QUESTION: If Justice Powell's opinion in Bakke can be viewed as, yes, you can used race as a plus factor, where the program is not against anyone, but you cannot go too far, and it says individualized consideration is necessary there, what in your opinion would be going too far, other than quotas? How would this be maintained within limits?

MS. MAHONEY: I think there are really three things other than a quota to look for. The first is whether there is flexible consideration of the diversity contributions of every potential student, which Michigan program clearly satisfies, whether the minorities who are being admitted are well qualified, because you don't want to have a situation where they can't contribute to the class and can't succeed, and the third is the degree of the burden on the rejected applicants, that's certainly relevant under any narrow tier learning program. And here, what the record tells us is that 95 percent of all the admissions decisions that are made each year are not affected by the consideration of race. That the chance -- that there are about 2500 students who are rejected each year probably only 80 of them would have been -- would have gotten an offer of admission from Michigan under a race-blind system.
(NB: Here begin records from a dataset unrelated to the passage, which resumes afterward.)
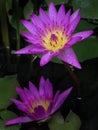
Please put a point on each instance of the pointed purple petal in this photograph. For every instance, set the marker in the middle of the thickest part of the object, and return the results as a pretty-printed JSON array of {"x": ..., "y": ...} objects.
[
  {"x": 49, "y": 87},
  {"x": 56, "y": 97},
  {"x": 19, "y": 105},
  {"x": 42, "y": 88},
  {"x": 44, "y": 17},
  {"x": 30, "y": 50},
  {"x": 61, "y": 15},
  {"x": 73, "y": 41},
  {"x": 69, "y": 56},
  {"x": 46, "y": 58},
  {"x": 21, "y": 93},
  {"x": 74, "y": 15},
  {"x": 61, "y": 99},
  {"x": 31, "y": 28},
  {"x": 39, "y": 112},
  {"x": 37, "y": 22},
  {"x": 52, "y": 12},
  {"x": 18, "y": 120},
  {"x": 32, "y": 38},
  {"x": 34, "y": 91},
  {"x": 73, "y": 25},
  {"x": 83, "y": 34},
  {"x": 67, "y": 19}
]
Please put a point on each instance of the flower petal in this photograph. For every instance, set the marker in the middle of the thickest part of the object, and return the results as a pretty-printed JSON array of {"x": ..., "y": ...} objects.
[
  {"x": 44, "y": 17},
  {"x": 30, "y": 50},
  {"x": 49, "y": 87},
  {"x": 32, "y": 38},
  {"x": 42, "y": 87},
  {"x": 67, "y": 19},
  {"x": 18, "y": 120},
  {"x": 31, "y": 28},
  {"x": 37, "y": 22},
  {"x": 69, "y": 56},
  {"x": 83, "y": 34},
  {"x": 20, "y": 105},
  {"x": 46, "y": 58},
  {"x": 74, "y": 15},
  {"x": 61, "y": 99},
  {"x": 34, "y": 91},
  {"x": 73, "y": 41},
  {"x": 39, "y": 112},
  {"x": 21, "y": 93},
  {"x": 61, "y": 14},
  {"x": 52, "y": 12},
  {"x": 73, "y": 25}
]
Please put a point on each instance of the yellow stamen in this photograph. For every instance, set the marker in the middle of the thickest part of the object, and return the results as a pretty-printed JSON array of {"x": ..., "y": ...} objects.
[
  {"x": 55, "y": 40},
  {"x": 44, "y": 104}
]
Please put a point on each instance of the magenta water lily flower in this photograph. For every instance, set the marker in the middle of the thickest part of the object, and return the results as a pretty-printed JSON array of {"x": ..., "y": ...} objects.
[
  {"x": 51, "y": 34},
  {"x": 38, "y": 105}
]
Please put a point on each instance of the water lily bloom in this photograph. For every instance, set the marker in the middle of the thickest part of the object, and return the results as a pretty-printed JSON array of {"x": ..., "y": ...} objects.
[
  {"x": 51, "y": 34},
  {"x": 38, "y": 105}
]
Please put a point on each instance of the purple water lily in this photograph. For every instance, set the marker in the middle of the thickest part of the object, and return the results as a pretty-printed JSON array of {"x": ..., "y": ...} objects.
[
  {"x": 51, "y": 34},
  {"x": 38, "y": 105}
]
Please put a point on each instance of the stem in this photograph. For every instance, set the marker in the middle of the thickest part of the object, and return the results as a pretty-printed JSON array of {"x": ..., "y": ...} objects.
[
  {"x": 74, "y": 77},
  {"x": 17, "y": 18},
  {"x": 4, "y": 27}
]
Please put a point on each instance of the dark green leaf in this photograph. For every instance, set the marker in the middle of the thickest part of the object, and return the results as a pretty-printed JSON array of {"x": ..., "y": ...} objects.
[
  {"x": 7, "y": 90},
  {"x": 87, "y": 49},
  {"x": 7, "y": 115},
  {"x": 72, "y": 122},
  {"x": 28, "y": 9}
]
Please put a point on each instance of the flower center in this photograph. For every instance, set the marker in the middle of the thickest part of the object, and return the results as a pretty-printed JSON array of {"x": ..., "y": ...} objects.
[
  {"x": 44, "y": 104},
  {"x": 55, "y": 40}
]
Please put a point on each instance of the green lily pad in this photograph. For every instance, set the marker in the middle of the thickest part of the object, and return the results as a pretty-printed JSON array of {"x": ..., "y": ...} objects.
[
  {"x": 7, "y": 90},
  {"x": 87, "y": 49},
  {"x": 56, "y": 2},
  {"x": 72, "y": 122},
  {"x": 28, "y": 9},
  {"x": 89, "y": 8}
]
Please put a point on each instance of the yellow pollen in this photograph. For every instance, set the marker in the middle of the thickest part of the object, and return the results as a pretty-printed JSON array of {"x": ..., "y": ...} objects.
[
  {"x": 44, "y": 104},
  {"x": 55, "y": 40}
]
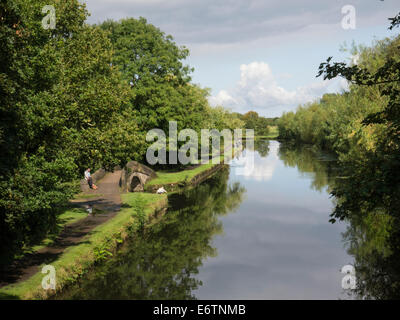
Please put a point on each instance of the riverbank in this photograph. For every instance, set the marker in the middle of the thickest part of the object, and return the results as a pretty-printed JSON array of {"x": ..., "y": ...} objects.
[{"x": 135, "y": 210}]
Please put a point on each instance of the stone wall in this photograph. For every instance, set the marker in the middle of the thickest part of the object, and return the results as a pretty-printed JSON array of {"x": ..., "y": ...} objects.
[{"x": 134, "y": 176}]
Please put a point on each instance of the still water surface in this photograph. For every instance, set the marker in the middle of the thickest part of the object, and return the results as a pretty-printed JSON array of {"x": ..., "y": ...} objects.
[{"x": 242, "y": 234}]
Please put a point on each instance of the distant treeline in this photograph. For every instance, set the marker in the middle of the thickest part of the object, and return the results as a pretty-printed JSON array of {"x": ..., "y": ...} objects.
[
  {"x": 81, "y": 96},
  {"x": 259, "y": 124}
]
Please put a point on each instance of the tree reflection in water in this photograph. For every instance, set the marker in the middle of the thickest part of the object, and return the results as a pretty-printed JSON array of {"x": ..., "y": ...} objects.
[
  {"x": 160, "y": 263},
  {"x": 372, "y": 237}
]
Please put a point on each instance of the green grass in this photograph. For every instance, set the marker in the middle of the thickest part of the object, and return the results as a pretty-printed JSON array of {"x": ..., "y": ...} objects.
[
  {"x": 164, "y": 177},
  {"x": 80, "y": 196},
  {"x": 69, "y": 216},
  {"x": 77, "y": 260}
]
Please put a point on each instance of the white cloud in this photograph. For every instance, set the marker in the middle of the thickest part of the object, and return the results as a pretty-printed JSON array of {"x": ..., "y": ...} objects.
[{"x": 259, "y": 90}]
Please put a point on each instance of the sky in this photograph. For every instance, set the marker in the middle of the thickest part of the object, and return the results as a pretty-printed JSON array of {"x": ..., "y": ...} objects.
[{"x": 260, "y": 55}]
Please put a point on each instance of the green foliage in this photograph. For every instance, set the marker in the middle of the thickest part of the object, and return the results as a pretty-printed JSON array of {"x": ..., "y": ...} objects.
[
  {"x": 75, "y": 97},
  {"x": 259, "y": 124}
]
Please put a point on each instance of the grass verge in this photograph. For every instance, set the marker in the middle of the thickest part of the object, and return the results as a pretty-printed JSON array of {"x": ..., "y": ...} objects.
[{"x": 98, "y": 245}]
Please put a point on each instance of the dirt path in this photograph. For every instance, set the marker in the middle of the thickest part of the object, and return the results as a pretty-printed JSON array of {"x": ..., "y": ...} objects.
[{"x": 108, "y": 201}]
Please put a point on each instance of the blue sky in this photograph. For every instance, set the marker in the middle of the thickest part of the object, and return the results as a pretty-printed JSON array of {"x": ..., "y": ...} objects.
[{"x": 257, "y": 54}]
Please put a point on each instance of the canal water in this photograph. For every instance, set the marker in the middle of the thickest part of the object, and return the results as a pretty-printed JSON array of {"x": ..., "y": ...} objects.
[{"x": 258, "y": 229}]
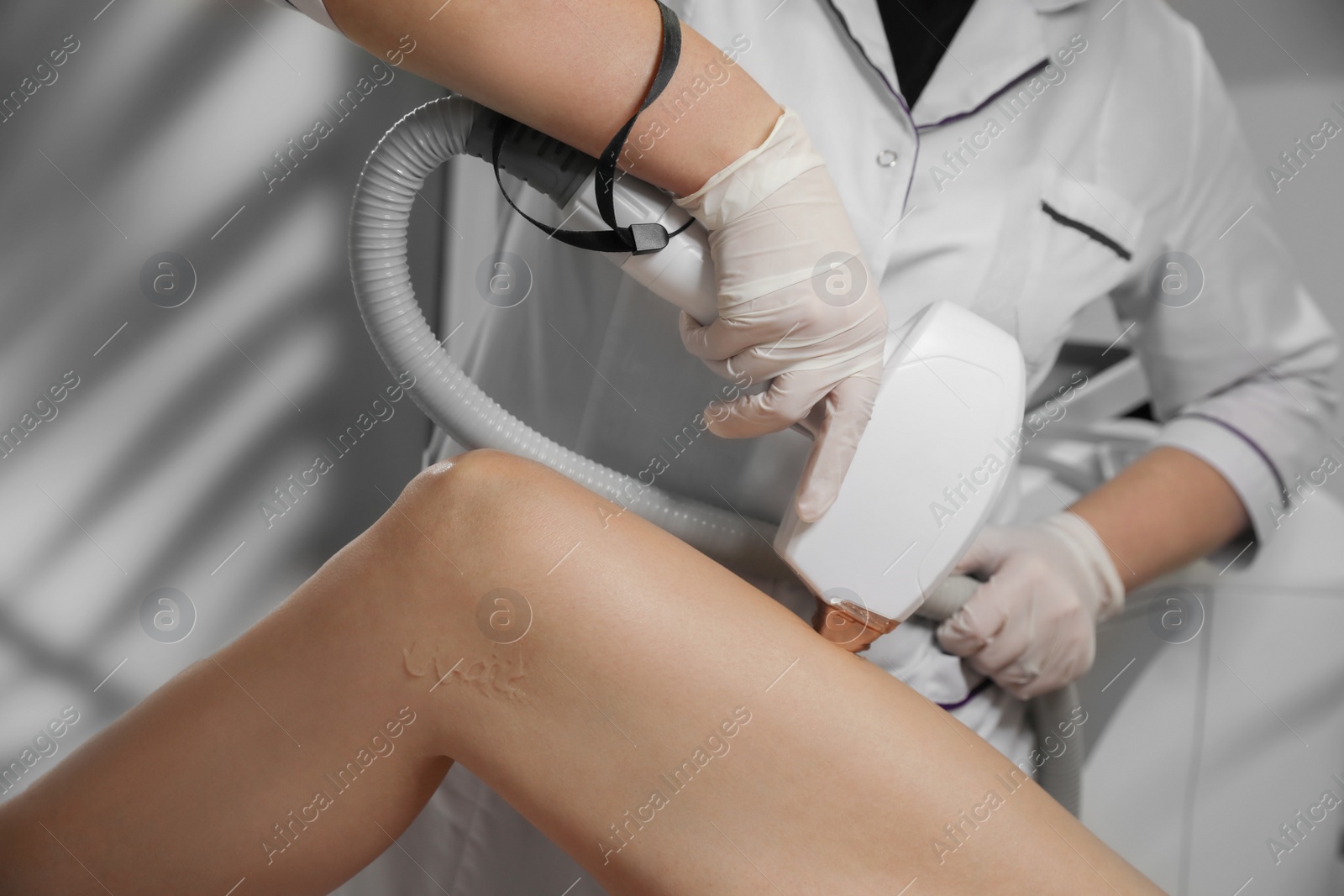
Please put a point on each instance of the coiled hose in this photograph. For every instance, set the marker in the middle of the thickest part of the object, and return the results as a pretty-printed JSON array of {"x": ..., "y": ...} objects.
[{"x": 396, "y": 170}]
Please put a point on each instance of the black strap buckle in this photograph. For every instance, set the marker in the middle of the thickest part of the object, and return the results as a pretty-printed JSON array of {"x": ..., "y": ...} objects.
[{"x": 638, "y": 239}]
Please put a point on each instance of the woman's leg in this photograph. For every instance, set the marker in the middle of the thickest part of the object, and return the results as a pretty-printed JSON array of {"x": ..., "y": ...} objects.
[{"x": 667, "y": 725}]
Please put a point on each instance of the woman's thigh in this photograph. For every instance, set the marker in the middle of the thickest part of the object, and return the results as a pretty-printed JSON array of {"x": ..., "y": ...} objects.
[{"x": 667, "y": 725}]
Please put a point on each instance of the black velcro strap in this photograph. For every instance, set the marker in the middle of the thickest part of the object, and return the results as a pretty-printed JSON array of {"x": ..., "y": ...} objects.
[{"x": 638, "y": 239}]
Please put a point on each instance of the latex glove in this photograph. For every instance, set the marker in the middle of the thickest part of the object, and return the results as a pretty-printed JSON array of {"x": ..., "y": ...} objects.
[
  {"x": 797, "y": 307},
  {"x": 1032, "y": 625}
]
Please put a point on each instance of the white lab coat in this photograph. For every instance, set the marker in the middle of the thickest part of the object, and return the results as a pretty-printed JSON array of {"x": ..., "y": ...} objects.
[{"x": 1059, "y": 149}]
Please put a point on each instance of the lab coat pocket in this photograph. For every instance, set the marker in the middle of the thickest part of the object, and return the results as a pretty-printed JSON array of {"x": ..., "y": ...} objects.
[{"x": 1086, "y": 244}]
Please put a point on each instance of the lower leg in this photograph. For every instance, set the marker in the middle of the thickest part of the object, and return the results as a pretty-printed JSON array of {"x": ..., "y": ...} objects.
[{"x": 669, "y": 726}]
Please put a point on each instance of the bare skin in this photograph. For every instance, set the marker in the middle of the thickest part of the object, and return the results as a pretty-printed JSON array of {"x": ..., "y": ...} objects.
[
  {"x": 573, "y": 69},
  {"x": 819, "y": 772},
  {"x": 1164, "y": 511}
]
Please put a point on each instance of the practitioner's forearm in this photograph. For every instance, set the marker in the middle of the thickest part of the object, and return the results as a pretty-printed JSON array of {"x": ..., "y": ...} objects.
[
  {"x": 575, "y": 70},
  {"x": 1162, "y": 512}
]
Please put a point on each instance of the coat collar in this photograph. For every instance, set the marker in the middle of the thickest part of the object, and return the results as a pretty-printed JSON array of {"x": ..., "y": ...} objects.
[{"x": 999, "y": 42}]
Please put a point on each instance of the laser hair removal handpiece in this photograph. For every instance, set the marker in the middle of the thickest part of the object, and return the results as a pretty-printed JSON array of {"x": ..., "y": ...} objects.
[{"x": 927, "y": 470}]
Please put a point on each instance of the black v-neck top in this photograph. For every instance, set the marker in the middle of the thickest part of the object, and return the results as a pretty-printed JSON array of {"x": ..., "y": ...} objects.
[{"x": 918, "y": 33}]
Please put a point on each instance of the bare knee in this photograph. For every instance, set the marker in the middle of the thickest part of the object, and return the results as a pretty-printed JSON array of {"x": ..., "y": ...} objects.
[
  {"x": 486, "y": 506},
  {"x": 470, "y": 488}
]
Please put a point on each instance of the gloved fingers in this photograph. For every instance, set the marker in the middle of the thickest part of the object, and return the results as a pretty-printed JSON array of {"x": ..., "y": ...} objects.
[
  {"x": 1046, "y": 642},
  {"x": 725, "y": 338},
  {"x": 1042, "y": 671},
  {"x": 978, "y": 624},
  {"x": 786, "y": 402},
  {"x": 846, "y": 412},
  {"x": 987, "y": 553}
]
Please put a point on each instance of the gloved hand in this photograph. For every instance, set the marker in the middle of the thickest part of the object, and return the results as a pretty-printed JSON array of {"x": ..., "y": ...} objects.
[
  {"x": 797, "y": 305},
  {"x": 1032, "y": 625}
]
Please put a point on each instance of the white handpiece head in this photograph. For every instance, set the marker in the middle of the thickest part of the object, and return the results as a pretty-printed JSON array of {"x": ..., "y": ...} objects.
[
  {"x": 927, "y": 472},
  {"x": 933, "y": 458}
]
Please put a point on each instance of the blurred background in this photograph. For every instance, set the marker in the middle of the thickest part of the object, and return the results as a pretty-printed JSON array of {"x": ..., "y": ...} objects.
[{"x": 199, "y": 317}]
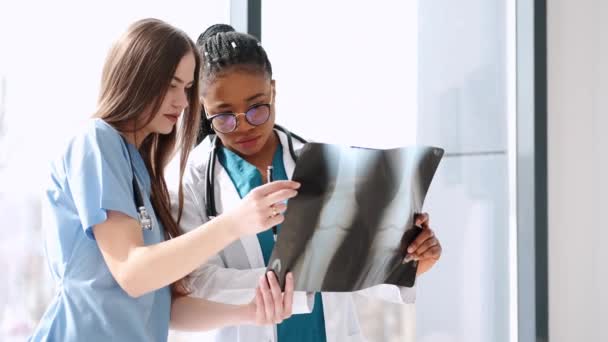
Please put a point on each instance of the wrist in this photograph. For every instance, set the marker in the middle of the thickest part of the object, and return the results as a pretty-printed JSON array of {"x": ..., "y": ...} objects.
[
  {"x": 230, "y": 225},
  {"x": 246, "y": 314}
]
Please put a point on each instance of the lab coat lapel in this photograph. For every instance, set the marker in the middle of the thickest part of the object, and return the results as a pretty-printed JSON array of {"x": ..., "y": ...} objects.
[
  {"x": 227, "y": 198},
  {"x": 288, "y": 161}
]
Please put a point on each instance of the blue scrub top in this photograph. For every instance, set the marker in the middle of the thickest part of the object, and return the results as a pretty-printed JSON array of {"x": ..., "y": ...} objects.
[
  {"x": 94, "y": 175},
  {"x": 245, "y": 177}
]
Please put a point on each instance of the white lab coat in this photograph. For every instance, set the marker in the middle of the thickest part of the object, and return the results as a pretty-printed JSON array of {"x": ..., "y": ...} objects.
[{"x": 232, "y": 275}]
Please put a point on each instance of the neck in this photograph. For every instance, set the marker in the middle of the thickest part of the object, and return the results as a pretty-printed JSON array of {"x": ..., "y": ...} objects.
[
  {"x": 264, "y": 158},
  {"x": 135, "y": 138}
]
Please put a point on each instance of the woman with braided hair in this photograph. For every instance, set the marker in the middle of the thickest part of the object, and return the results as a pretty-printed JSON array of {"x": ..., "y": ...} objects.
[{"x": 238, "y": 142}]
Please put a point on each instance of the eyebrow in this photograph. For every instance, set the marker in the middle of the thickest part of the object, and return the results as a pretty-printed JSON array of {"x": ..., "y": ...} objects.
[
  {"x": 224, "y": 106},
  {"x": 181, "y": 81}
]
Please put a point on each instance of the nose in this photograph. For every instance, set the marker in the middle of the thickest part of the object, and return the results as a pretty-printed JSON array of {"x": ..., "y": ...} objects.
[
  {"x": 181, "y": 101},
  {"x": 242, "y": 124}
]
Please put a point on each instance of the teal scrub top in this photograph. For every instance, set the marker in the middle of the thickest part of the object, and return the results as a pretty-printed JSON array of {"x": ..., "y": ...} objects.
[
  {"x": 92, "y": 176},
  {"x": 246, "y": 177}
]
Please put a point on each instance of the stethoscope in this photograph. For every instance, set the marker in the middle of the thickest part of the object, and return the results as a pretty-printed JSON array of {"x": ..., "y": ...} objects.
[
  {"x": 210, "y": 208},
  {"x": 143, "y": 216}
]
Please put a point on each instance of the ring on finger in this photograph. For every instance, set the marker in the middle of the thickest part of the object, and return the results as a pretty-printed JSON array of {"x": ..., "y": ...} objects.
[{"x": 274, "y": 212}]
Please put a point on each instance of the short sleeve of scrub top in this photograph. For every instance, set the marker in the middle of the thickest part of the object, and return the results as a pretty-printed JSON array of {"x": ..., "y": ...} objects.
[
  {"x": 99, "y": 177},
  {"x": 92, "y": 176}
]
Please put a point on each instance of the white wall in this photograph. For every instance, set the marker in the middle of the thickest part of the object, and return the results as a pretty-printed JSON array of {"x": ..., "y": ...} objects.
[{"x": 578, "y": 167}]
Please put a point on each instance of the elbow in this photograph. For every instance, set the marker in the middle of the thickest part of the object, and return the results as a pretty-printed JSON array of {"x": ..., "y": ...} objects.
[{"x": 131, "y": 285}]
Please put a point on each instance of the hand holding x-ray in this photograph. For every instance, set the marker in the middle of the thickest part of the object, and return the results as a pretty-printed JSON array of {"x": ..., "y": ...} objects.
[{"x": 354, "y": 212}]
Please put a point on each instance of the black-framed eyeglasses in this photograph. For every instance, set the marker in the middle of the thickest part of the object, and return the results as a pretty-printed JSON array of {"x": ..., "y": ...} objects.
[{"x": 256, "y": 115}]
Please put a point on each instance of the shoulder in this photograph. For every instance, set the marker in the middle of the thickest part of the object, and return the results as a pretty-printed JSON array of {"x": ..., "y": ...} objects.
[
  {"x": 194, "y": 172},
  {"x": 97, "y": 141},
  {"x": 285, "y": 135}
]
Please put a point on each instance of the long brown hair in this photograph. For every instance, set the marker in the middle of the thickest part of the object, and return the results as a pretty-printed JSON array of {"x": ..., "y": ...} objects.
[{"x": 136, "y": 76}]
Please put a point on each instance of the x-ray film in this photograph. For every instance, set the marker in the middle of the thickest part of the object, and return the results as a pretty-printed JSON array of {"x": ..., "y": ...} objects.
[{"x": 354, "y": 212}]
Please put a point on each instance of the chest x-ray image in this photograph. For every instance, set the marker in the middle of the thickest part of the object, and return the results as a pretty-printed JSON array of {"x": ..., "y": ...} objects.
[{"x": 354, "y": 211}]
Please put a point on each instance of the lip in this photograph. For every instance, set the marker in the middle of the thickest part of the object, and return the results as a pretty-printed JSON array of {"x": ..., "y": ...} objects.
[
  {"x": 172, "y": 117},
  {"x": 248, "y": 141}
]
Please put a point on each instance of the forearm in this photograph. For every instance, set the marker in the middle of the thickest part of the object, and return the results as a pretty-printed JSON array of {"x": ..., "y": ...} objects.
[
  {"x": 194, "y": 314},
  {"x": 148, "y": 268},
  {"x": 425, "y": 265}
]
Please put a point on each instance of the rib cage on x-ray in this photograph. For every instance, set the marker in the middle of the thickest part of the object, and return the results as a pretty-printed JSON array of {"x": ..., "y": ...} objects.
[{"x": 343, "y": 231}]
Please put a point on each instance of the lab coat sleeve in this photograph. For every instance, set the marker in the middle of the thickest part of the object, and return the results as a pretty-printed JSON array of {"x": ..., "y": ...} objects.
[
  {"x": 391, "y": 293},
  {"x": 214, "y": 280}
]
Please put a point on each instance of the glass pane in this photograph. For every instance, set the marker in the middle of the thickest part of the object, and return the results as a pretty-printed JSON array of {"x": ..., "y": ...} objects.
[{"x": 392, "y": 73}]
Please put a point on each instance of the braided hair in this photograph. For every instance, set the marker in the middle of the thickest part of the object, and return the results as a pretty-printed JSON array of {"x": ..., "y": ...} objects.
[{"x": 224, "y": 50}]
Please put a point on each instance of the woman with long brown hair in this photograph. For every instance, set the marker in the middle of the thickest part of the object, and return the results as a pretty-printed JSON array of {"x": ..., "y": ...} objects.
[{"x": 114, "y": 249}]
That is a very small and diffuse burden. It's not one to be minimized. It's certainly something that the Court has to pay attention to, but this is extremely limited in scope and relative to the benefits to students of all races and to our Nation. It has to be weighed in the balance and this Court certainly should conclude that the interests that are being served, the legitimate interests that are being served are sufficiently compelling to allow this kind of limited consideration of race.

QUESTION: Do we know what would be the increase of the named Plaintiffs, the increase in their chance of admission, were there no average tisk programs?

MS. MAHONEY: I don't know what the increase for the -- for Barbara Grutter would have been, for instance, we do know that across the class, it would have been approximately 5 percent. One might say that that could vary, you know, by individual. The record evidence would indicate, however, that Barbara Grutter would not have been admitted under a race-blind program, although that issue has not been litigated to conclusion.

QUESTION: I don't know any other area where we -- where we decide the case by saying well, there are very few people who are being treated unconstitutionally. I mean, if this indeed is an unconstitutional treatment of -- of this woman, because of her race, surely, it doesn't make any difference whether she is one of very few who have been treated unconstitutionally.

QUESTION: I think you can regard that as a statement rather than a question.

MS. MAHONEY: Thank you, Your Honor.

This excerpted transcript of the oral arguments before the Supreme Court in Grutter v. Bollinger and Gratz v. Bollinger was recorded by the Alderson Reporting Co.